Moments after my daughter’s birth, I was in tears, though not the kind I was expecting. My wife, Meghan, had just endured a grueling 18-hour labor, and I was standing at the foot of her bed as the doctor retrieved a ruddy, shrieking alien from between her legs and placed it in her arms.
“She’s certainly vigorous,” the doctor said, her voice overly upbeat. “At least you won’t have to worry about her not communicating her needs.”
For the first several hours of her life, Juniper didn’t stop making her needs known. A nurse led us to a fluorescent-lit room barely wide enough for two beds and closed the door, trapping the cries — and us — inside.

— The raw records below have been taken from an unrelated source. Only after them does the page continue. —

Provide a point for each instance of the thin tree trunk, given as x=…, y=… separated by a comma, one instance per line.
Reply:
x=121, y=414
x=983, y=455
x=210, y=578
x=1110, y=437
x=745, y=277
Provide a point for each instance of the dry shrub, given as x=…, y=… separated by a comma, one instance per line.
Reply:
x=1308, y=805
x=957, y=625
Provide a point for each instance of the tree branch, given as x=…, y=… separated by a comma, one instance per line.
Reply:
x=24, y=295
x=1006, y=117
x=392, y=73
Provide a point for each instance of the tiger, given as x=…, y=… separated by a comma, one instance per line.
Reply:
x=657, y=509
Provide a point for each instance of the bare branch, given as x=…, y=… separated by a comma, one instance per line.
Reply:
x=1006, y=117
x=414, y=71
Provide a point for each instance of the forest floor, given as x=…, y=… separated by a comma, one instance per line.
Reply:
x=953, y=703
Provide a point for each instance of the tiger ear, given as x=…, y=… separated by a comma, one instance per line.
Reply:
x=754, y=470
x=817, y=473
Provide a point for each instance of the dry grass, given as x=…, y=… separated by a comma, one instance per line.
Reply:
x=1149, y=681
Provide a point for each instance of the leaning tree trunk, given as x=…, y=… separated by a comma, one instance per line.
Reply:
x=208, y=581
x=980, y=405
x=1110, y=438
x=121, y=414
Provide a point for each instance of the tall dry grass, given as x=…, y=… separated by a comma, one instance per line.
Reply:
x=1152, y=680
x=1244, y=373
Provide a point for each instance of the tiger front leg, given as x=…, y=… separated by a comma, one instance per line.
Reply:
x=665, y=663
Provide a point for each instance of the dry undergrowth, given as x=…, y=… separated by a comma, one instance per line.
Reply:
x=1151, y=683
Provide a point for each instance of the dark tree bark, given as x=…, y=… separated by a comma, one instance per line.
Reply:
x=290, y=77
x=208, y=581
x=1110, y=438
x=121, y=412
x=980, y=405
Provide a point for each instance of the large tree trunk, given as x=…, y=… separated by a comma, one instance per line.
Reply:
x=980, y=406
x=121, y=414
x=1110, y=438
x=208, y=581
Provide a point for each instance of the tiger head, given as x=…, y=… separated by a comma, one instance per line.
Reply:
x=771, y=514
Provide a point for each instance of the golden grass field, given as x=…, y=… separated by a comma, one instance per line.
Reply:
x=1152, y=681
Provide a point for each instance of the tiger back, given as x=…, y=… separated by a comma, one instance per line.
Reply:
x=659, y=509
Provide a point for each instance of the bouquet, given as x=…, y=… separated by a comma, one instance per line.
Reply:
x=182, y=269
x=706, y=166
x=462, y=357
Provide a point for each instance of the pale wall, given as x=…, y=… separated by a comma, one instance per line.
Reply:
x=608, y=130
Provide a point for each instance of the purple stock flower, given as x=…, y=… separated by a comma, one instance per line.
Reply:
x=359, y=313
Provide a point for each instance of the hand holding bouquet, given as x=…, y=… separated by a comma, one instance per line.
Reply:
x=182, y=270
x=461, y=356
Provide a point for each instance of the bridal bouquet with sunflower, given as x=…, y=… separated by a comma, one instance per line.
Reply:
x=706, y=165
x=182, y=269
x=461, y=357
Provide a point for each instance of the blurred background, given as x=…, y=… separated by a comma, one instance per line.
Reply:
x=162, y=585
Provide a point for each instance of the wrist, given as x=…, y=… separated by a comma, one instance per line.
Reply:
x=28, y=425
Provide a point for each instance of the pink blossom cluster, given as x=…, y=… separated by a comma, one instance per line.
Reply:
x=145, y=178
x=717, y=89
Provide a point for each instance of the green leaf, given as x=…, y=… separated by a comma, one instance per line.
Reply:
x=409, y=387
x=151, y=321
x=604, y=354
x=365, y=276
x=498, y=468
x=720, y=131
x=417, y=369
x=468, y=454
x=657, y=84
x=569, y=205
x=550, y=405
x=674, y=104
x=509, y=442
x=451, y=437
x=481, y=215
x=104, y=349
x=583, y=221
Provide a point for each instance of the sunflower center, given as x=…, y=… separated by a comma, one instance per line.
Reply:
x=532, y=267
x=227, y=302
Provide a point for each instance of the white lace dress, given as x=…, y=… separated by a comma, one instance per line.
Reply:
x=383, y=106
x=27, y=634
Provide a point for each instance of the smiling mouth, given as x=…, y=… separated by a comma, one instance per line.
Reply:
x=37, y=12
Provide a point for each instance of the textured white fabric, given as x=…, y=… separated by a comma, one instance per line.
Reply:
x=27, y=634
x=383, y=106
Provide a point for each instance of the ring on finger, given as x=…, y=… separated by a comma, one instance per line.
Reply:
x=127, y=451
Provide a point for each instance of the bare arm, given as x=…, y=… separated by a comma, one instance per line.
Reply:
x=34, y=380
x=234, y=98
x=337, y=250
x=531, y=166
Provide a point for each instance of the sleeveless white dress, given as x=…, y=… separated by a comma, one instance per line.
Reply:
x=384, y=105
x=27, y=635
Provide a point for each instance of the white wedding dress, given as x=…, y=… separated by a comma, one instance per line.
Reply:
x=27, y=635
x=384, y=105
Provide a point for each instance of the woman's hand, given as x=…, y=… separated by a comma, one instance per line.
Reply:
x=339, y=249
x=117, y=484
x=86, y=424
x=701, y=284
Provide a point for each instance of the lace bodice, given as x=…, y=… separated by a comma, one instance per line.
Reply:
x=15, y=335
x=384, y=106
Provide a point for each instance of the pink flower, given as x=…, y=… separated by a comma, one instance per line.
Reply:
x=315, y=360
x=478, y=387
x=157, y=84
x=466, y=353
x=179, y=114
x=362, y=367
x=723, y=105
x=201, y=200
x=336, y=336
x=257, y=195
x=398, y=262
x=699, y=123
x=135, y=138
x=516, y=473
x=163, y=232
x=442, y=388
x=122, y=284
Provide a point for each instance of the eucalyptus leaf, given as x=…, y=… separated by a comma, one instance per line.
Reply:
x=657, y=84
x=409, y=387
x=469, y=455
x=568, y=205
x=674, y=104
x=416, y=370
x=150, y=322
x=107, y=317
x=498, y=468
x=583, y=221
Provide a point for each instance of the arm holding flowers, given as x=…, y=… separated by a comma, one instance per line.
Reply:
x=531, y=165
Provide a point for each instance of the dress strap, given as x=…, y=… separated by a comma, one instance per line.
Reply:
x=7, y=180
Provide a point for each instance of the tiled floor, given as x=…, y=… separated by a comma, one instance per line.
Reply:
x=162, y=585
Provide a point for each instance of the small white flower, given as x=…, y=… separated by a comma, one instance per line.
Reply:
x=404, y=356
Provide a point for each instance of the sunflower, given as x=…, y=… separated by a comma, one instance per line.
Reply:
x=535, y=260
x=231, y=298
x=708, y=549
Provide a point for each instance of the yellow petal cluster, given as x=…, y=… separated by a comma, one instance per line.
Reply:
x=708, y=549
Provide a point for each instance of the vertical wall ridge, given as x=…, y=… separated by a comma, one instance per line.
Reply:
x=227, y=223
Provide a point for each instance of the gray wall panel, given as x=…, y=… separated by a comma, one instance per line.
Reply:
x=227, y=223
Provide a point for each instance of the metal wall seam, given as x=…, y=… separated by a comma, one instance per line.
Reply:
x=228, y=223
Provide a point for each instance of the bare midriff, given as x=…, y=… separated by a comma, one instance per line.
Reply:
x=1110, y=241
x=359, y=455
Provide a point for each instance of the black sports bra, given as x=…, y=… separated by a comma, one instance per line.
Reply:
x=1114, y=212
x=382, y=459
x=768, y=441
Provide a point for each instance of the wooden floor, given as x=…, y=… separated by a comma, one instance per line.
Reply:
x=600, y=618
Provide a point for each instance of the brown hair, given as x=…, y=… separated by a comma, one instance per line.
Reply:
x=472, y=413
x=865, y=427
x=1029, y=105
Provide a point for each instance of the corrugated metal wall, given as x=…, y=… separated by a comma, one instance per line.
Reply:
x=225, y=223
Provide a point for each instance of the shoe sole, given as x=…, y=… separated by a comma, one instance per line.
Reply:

From the outset, breastfeeding went poorly. We were harvesting colostrum like a rare earth mineral and feeding it to Juniper through a syringe. We tried swaddling her, but she easily wriggled free. Eventually, Meghan pressed Juniper against her body, hoping that one of skin-to-skin’s seemingly mystical qualities included temporary paralysis (it didn’t).
Outside, the sky was a perfect June blue in Seattle, the Olympic Mountains jutting out clear and white against the horizon. I thought about how, just a few days prior, Meghan and I had watched a breakdance performance at the Neptune Theatre, gone out for Indian food, bought Kewpie mayo at Costco. The modest makings of a life I’d now give anything to reclaim.